Despite some arbitrary methods and decisions of the Security Council, our country, as always, will cooperate in good faith with the council in accordance with the charter, and will enforce its own legislation adopted by our people in a sovereign way and according to international law, and which strongly and firmly opposes any act of terrorism, whoever its perpetrator, as well as other serious international crimes being committed in the world.
Murder of Felix Garcia
I have here with me today the memories of 3478 Cubans who have died as a result of aggressions and terrorist acts, and the claim for justice of 2099 people who have become disabled as a result of those acts.
I have — among others — the memory of Felix Garcia, a diplomat of the Cuban Mission to the United Nations, who was murdered here in New York, exactly on September 11, 1980. His murderer was arrested, together with Luis Posada Carriles, last November in Panama, in the midst of an Ibero-American Summit, when, with the purpose of assassinating President Fidel Castro, they were planning to blow up a university auditorium where thousands of students were expected to gather.
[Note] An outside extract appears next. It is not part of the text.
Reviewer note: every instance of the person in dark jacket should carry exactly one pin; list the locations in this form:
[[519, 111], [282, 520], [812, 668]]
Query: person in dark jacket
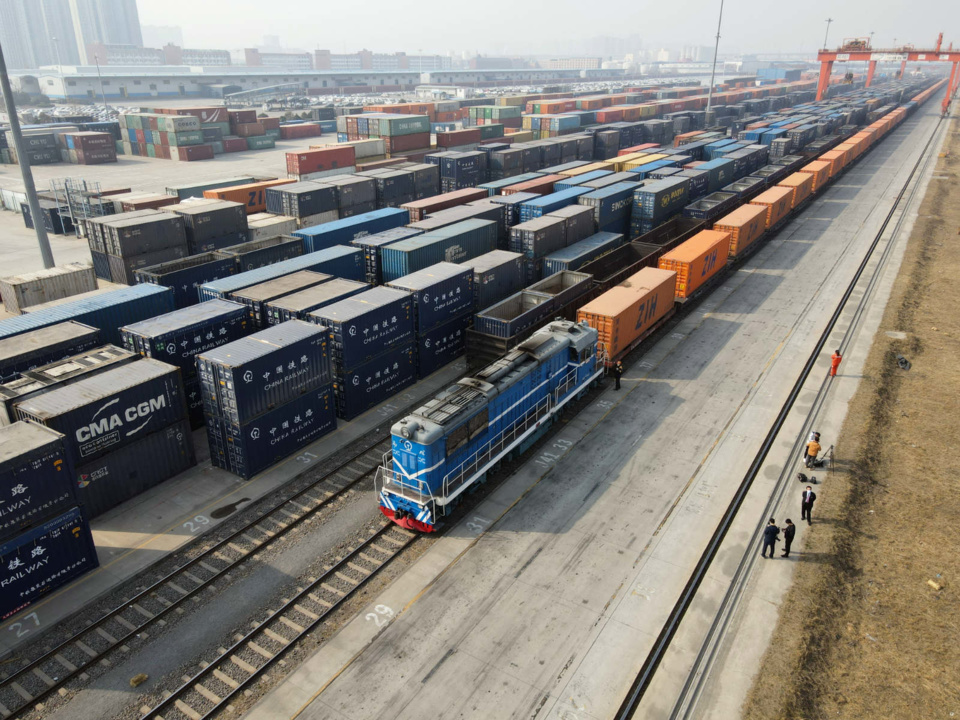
[[789, 530], [807, 498], [771, 533]]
Posada Carriles and his group have neither been extradited nor sanctioned. There are reasons to fear their escape before being sentenced or a total impunity.
In the '90s alone, a total of 68 acts were perpetrated against Cuba, 33 of which took place over the last five years.
Our country speaks based on the moral position of not having committed any terrorist act ever, not even the attempt to kill — in an act of legitimate self-defence — the direct perpetrators and masterminds of abominable crimes, financed and carried out by the Cuban American National Foundation and other mob groups in Miami against our people.
However, bombings, assassination attempts against Cuban leaders and attacks against vital targets of our economy have been organised with total impunity from abroad over the last few years.
Only the consideration and respect of our people for the victims of the September 11 attack, as well as the seriousness of the current situation that brings us together to seek for constructive solutions, encourage me to contribute to the spirit of this debate with our silence on the origins of terrorism against Cuba, by omitting the real causes, the accomplices, the actual responsible people, the financial flows, the venal courts that absolve criminals and the territories where terrorist organisations acting against Cuba are based.
I share the hope that the September 11 tragedy leads to reflection and, in line with the desire of the US people, to changes in those policies that encourage and — in essence — justify terrorism against my people. Terrorism against Cuba must be brought to an end.